Personal assistants from some of the world’s biggest tech companies are playing an increasingly important role in our lives. These assistants, whether they are built into our mobile devices or run through systems in our homes, enable us to play music, listen to the news, order food or a taxi, do our shopping and so much more.
AI in everyday life
There is considerable debate surrounding whether these personal assistants are true artificial intelligence, but there’s no doubt they use elements of it and machine learning in voice recognition. The underlying AI and ML also help these assistants improve their responses and better understand the context of questions, to the point where they can often be predicted.
Video games, smart cars, recommendation engines (on streaming services and online retailers) and facial recognition software used on social platforms all use elements of AI.
Quocirca founder Clive Longbottom adds that situations where speed and intelligence are needed are key to embracing AI and ML. FAQ services on websites is one example he cites, saying: “It learns from what users are asking and improves its answers all the time.”
If customers keep asking about a product in a certain colour, the system has the capability to inform the company, so they could consider introducing one in that colour. “So it’s cutting out the cost of humans, replacing it with something that is intelligent enough to help the company,” he says.
AI in IoT and big data
In the years ahead however, Longbottom expects AI and ML to lend themselves to the Internet of Things (IoT) very well. “Going forward it will be far more of a big data problem, particularly if the IoT comes through – you cannot have human learning going on there, it’s too big a problem and it’s too fast a problem.”
So what’s happened recently that has made AI and ML such hot topics? As with so many emerging technologies, it’s a combination of developments. Huge amounts of data, near-limitless low-cost storage options and much cheaper, yet hugely more powerful computers that are able to crunch through this vast amount of data.

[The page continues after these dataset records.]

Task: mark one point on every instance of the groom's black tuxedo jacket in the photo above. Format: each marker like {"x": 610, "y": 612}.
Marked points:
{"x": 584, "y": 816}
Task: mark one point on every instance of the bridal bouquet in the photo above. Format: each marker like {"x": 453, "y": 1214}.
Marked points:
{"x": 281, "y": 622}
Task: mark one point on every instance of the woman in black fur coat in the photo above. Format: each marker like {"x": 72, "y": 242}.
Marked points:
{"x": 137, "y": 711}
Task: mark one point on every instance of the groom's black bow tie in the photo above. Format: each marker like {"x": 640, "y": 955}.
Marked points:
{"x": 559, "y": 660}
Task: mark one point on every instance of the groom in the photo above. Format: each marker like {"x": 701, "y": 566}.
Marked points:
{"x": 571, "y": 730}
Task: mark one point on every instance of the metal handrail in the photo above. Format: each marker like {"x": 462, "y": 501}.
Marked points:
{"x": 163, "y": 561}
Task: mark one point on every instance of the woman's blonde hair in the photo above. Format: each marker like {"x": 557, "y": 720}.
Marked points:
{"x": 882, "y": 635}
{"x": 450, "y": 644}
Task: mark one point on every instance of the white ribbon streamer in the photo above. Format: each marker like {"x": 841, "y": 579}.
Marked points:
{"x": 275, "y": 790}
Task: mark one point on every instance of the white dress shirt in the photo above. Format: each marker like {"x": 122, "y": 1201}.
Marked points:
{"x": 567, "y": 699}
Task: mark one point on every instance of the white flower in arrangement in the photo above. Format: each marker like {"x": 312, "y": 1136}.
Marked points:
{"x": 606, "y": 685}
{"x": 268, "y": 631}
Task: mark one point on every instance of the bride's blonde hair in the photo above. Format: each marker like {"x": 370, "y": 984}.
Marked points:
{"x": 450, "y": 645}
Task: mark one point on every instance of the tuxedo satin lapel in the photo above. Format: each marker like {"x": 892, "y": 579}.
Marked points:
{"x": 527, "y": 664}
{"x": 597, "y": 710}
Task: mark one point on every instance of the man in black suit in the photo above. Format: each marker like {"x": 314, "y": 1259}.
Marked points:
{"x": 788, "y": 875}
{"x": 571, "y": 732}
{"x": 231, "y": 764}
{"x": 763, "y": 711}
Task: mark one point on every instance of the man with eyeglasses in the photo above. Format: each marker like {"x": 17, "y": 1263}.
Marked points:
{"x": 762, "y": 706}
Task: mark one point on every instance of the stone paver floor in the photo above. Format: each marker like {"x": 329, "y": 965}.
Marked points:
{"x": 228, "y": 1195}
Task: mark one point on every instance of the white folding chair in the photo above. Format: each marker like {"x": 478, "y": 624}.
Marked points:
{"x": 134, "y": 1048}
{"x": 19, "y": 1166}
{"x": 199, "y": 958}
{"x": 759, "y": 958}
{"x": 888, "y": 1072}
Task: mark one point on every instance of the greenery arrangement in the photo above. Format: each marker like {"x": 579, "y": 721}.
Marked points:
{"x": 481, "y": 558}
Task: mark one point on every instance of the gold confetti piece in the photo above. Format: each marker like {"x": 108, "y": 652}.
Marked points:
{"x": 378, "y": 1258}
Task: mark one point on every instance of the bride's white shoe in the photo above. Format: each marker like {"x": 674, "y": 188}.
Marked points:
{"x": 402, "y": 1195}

Analyst company IDC’s latest spending guide reveals the worldwide market for AI will increase from $8 billion (€7.5 billion) in 2016 to $47 billion (€44 billion) in 2020, stating: “Automated customer service agents, quality management investigation and recommendation systems, diagnosis and treatment systems, and fraud analysis and investigation are gaining the most traction.”
Going forward, it’s expected that “public safety and emergency response, pharmaceutical research and discovery, diagnosis and treatment systems, supply and logistics, quality management investigation and recommendation systems, and fleet management” will see a lot of AI investment, the IDC spending guide added.
Gartner, meanwhile, listed “AI and ML” as one of its top 10 strategic technology trends for 2017. “[It includes] more advanced systems that understand, learn, predict, adapt and potentially operate autonomously. Systems can learn and change future behaviour, leading to the creation of more intelligent devices and programs.
“Organisations seeking to drive digital innovation with this trend should evaluate a number of business scenarios in which AI and machine learning could drive clear and specific business value and consider experimenting with one or two high-impact scenarios.”
Increasingly, these scenarios are where artificial intelligence and machine learning mean businesses can automate processes and tasks that used to be carried out by humans, who can be slow, expensive and make mistakes.
“Organisations should really be looking at the low-hanging fruit of where it makes sense to get rid of the commodity process and tasks by automating them,” Longbottom says. “It has to be very high on the list. It’s now at the stage where if you don’t do it, someone else will.”